I appreciate how much detail you’ve used to lay out why you think a lack of human agency is a problem—compared to our earlier conversations, I now have a better sense of what concrete problem you’re trying to solve and why that problem might be important. I can imagine that, e.g., it’s quite difficult to tell how well you’ve fit a curve if the context in which you’re supposed to fit that curve is vulnerable to being changed in ways whose goodness or badness is difficult to specify. I look forward to reading the later posts in this sequence so that I can get a sense of exactly what technical problems are arising and how serious they are.
That said, until I see a specific technical problem that seems really threatening, I’m sticking by my opinion that it’s OK that human preferences vary with human environments, so long as (a) we have a coherent set of preferences for each individual environment, and (b) we have a coherent set of preferences about which environments we would like to be in. Right, like, in the ancestral environment I prefer to eat apples, in the modern environment I prefer to eat Doritos, and in the transhuman environment I prefer to eat simulated wafers that trigger artificial bliss. That’s fine; just make sure to check what environment I’m in before feeding me, and then select the correct food based on my environment. What do you do if you have control over my environment? No big deal, just put me in my preferred environment, which is the transhuman environment.

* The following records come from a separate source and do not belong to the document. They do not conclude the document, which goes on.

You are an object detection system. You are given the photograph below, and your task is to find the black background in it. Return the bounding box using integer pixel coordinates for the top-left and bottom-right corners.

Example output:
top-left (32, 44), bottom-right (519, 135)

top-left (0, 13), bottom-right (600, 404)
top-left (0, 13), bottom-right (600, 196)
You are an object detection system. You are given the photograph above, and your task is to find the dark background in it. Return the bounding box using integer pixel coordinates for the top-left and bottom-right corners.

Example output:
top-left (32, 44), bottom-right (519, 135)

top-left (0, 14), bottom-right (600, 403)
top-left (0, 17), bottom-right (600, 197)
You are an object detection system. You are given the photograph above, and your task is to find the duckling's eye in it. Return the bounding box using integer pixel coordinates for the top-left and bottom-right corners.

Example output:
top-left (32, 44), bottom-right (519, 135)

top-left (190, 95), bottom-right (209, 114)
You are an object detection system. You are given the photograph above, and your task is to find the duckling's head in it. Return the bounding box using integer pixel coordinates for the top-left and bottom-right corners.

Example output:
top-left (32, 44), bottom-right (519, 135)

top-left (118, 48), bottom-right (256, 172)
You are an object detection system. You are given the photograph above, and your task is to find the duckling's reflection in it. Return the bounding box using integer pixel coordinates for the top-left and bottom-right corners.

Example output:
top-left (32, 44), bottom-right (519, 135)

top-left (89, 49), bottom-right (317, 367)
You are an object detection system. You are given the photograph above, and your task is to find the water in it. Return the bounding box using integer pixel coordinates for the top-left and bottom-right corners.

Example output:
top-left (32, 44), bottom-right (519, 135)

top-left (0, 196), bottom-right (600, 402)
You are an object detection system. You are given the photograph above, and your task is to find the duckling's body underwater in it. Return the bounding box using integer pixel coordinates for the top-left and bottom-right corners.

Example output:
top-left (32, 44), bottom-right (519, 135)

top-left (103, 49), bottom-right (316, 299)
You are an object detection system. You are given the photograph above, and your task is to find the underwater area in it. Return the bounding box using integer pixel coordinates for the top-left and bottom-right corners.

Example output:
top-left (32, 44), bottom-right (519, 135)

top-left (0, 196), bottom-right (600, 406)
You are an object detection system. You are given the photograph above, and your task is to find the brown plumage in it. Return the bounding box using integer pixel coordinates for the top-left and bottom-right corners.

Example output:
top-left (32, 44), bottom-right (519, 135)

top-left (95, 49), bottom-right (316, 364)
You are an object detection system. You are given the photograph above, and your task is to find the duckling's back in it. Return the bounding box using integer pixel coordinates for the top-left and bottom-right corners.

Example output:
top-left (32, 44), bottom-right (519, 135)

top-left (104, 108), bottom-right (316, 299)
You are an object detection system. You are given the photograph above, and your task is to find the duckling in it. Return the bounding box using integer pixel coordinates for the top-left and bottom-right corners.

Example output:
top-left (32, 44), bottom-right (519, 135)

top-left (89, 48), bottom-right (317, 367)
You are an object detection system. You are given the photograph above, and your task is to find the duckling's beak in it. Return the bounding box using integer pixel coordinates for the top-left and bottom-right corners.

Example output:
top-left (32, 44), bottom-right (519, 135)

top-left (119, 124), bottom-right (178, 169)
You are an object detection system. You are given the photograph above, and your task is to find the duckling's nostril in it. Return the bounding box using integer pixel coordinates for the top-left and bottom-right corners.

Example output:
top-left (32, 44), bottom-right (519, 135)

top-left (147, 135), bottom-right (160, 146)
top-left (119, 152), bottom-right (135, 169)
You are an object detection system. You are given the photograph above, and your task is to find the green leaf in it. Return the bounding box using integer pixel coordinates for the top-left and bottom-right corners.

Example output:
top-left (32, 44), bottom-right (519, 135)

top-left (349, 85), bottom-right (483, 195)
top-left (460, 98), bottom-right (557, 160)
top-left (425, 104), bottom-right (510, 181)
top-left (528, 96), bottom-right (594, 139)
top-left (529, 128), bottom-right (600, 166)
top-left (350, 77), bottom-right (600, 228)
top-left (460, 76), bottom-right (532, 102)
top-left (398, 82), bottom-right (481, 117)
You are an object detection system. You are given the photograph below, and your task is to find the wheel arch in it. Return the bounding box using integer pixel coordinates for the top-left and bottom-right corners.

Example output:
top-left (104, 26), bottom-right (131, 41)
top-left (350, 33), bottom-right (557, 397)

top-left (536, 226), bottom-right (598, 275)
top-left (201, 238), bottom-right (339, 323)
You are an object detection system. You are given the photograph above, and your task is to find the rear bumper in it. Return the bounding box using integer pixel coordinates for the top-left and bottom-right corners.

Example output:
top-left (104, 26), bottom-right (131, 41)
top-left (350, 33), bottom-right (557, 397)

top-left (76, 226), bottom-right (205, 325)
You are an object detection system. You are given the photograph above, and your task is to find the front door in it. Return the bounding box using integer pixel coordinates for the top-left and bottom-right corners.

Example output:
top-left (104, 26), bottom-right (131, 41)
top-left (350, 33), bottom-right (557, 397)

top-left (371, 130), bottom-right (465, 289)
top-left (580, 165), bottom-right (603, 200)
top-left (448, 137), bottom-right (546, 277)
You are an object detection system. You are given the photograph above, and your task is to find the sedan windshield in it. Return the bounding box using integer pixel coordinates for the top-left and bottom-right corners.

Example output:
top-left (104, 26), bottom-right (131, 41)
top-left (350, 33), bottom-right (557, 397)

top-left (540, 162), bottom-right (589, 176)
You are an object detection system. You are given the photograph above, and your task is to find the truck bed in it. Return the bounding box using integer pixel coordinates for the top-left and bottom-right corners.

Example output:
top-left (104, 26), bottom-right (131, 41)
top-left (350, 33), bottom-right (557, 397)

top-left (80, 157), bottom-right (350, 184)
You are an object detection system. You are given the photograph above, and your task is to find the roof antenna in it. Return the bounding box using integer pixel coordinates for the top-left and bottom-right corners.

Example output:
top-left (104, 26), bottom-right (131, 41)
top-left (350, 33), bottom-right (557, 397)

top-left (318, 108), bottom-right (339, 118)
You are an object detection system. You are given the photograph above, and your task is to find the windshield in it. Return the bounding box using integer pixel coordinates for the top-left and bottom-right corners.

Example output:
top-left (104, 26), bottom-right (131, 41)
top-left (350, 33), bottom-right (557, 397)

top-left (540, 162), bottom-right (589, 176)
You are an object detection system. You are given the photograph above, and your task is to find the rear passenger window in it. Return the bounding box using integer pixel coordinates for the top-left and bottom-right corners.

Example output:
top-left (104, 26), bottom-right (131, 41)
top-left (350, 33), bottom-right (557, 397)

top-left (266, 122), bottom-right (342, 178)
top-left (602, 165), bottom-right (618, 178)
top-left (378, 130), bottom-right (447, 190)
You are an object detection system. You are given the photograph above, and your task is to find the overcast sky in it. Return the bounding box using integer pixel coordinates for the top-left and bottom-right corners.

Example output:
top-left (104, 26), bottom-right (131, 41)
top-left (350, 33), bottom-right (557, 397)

What happens if my preferred environment depends on the environment I’m currently inhabiting, e.g., modern me wants to migrate to the transhumanist environment, but ancestral me thinks you’re scary and just wants you to go away and leave me alone? Well, that’s an inconsistency in my preferences—but it’s no more or less problematic than any other inconsistency. If I prefer oranges when I’m holding an apple, but I prefer apples when I’m holding an orange, that’s just as annoying as the environment problem. We do need a technique for resolving problems of utility that are sensitive to initial conditions when those initial conditions appear arbitrary, but we need that technique anyway—it’s not some special feature of humans that makes that technique necessary; any beings with any type of varying preferences would need that technique in order to have their utility fully optimized.
It’s certainly worth noting that standard solutions to Goodhart’s law won’t work without modification, because human preferences vary with their environments—but at the moment such modifications seem extremely feasible to me. I don’t understand why your objections are meant to be fatal to the utility of the overall framework of Goodhart’s Law, and I hope you’ll explain that in the next post.
I don’t agree it’s true that we have a coherent set of preferences for each environment.
I’m sure we can agree that humans don’t have their utility function written down in FORTRAN on the inside of our skulls. Nor does our brain store a real number associated with each possible state of the universe (and even if we did, by what lights would we call that number a utility function?).
So when we talk about a human’s preferences in some environment, we’re not talking about opening them up and looking at their brain, we’re talking how humans have this propensity to take reasonable actions that make sense in terms of preferences. Example: You say “would you like doritos or an apple?” and I say “apple,” and then you use this behavior to update your model of my preferences.
But this action-propensity that humans have is sometimes irrational (bold claim I know) and not so easily modeled as a utility function, even within a single environment.
The scheme you talk about for building up human values seems to have a recursive character to it: you get the bigger, broader human utility function by building it out of smaller, more local human utility functions, and so on, until at some base level of recursion there are utility functions that get directly inferred from facts about the human. But unless there’s some level of human action where we act like rational utility maximizers, this base level already contains the problems I’m talking about, and since it’s the base level those problems can’t be resolved or explained by recourse to a yet-baser level.
Different people have different responses to this problem, and I think it’s legitimate to say “well, just get better at inferring utility functions” (though this requires some actual work at specifying a “better”). But I’m going to end up arguing that we should just get better at dealing with models of preferences that aren’t utility functions.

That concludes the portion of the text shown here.